Rodney stood, looking up at a clear blue sky. After a moment he shifted his gaze, looking down. He was standing before a familiar slab of stone. He glanced upwards again and slowly spun around, finding a circle of people standing around the courtyard.

He looked back when he heard footsteps collide with the stone steps on the opposite side of the pedestal. A man clothed in a long robe approached, and deposited his burden on the slab.

She lay still, though terrified blue eyes were wide and darting about, taking everything in. Rodney met her gaze, easily recognizing the plea for help in her eyes.

A second man joined them on the pedestal, taking a stance near her head. He gripped the two little wrists and forced her arms above her head, holding her down.
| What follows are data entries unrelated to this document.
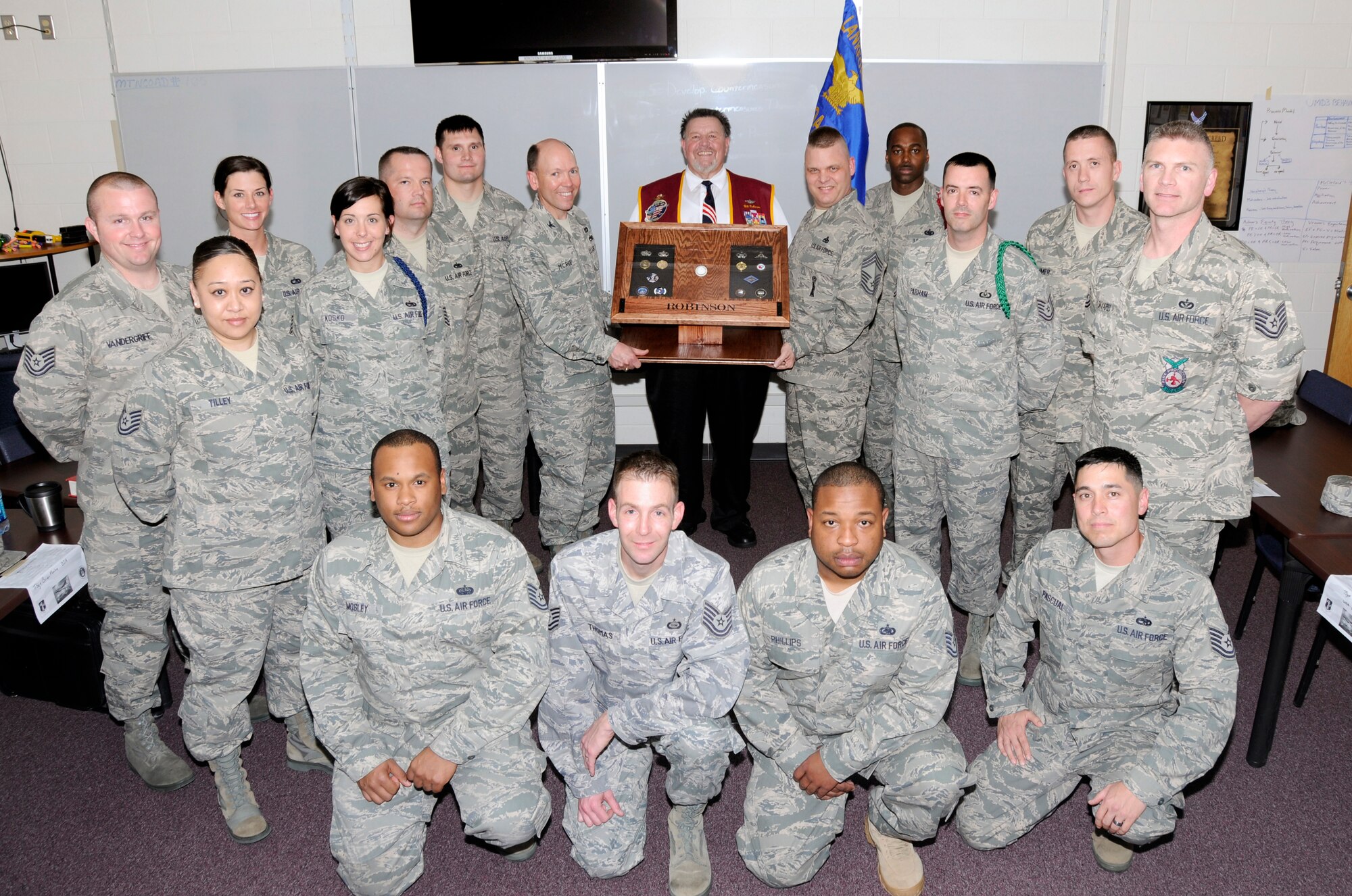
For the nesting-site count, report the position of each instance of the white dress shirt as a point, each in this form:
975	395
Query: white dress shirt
693	201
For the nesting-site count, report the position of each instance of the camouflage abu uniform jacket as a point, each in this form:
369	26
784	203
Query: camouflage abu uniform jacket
83	355
924	220
1109	659
225	453
289	267
850	689
1069	274
451	280
556	278
967	370
455	662
382	368
1170	359
679	657
836	272
497	329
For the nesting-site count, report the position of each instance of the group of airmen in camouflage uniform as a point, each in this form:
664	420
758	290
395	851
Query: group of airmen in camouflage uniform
218	441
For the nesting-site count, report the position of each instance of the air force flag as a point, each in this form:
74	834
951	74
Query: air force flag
842	101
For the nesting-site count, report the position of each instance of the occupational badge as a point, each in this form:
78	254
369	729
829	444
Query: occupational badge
1176	378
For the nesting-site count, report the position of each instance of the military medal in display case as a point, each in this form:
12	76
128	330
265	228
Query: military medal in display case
702	294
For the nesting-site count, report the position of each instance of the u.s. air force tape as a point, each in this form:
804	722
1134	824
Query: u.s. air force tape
1338	495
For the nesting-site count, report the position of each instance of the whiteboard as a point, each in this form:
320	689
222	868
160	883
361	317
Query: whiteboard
176	126
1016	114
516	105
1299	179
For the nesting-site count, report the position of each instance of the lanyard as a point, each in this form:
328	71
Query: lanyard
422	297
1000	271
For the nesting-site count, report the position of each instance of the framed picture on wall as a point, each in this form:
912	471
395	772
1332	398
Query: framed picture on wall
1228	126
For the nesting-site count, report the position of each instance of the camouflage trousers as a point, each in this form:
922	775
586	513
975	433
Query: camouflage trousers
575	437
881	424
823	428
1038	475
463	471
1193	540
347	497
124	562
788	835
231	636
698	757
1011	799
502	440
971	494
502	802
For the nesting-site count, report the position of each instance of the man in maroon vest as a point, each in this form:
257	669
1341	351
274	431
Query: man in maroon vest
681	395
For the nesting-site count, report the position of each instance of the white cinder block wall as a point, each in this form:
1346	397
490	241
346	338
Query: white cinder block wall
62	136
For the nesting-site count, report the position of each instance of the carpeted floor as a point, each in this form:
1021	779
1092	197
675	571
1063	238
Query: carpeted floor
75	820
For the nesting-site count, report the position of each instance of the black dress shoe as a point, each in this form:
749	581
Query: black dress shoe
742	536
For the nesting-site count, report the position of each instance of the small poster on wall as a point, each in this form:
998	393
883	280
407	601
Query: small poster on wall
1228	126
She began to whimper then, and squirm slightly. But there was nowhere for her to go.

The knife was long and sharp. Rodney stared at it as the light glinted off the blade.

The first man cut a slow, shallow cut across the girl's lower chest. She began to cry. He ignored the sound, and made an identical cut, crisscrossing the first.

Rodney snapped out of his shock then. "Hey, stop. Stop it!" His yells mixed with her screams, both sounds impotent.

The man quickly grew tired of the screams and complaints. Tired of the slow blood-letting. He raised the knife high, point down.

Then he plunged it into her chest. Once; twice.

Her blood spattered onto all three of them, onto Rodney's shirt.

When her screaming stopped, his died in his throat as well.

Over his harsh breathing, other sounds began to filter in. A soft swish of friction as the man wiped the knife clean. The girl's last breaths, shallow and pained. Nearby people, cheering.




He came awake with a start, to a sharp burst of pain in his left hand. He tried to sit up but met restraint, which it took a moment for him to identify as hands gripping his shoulders.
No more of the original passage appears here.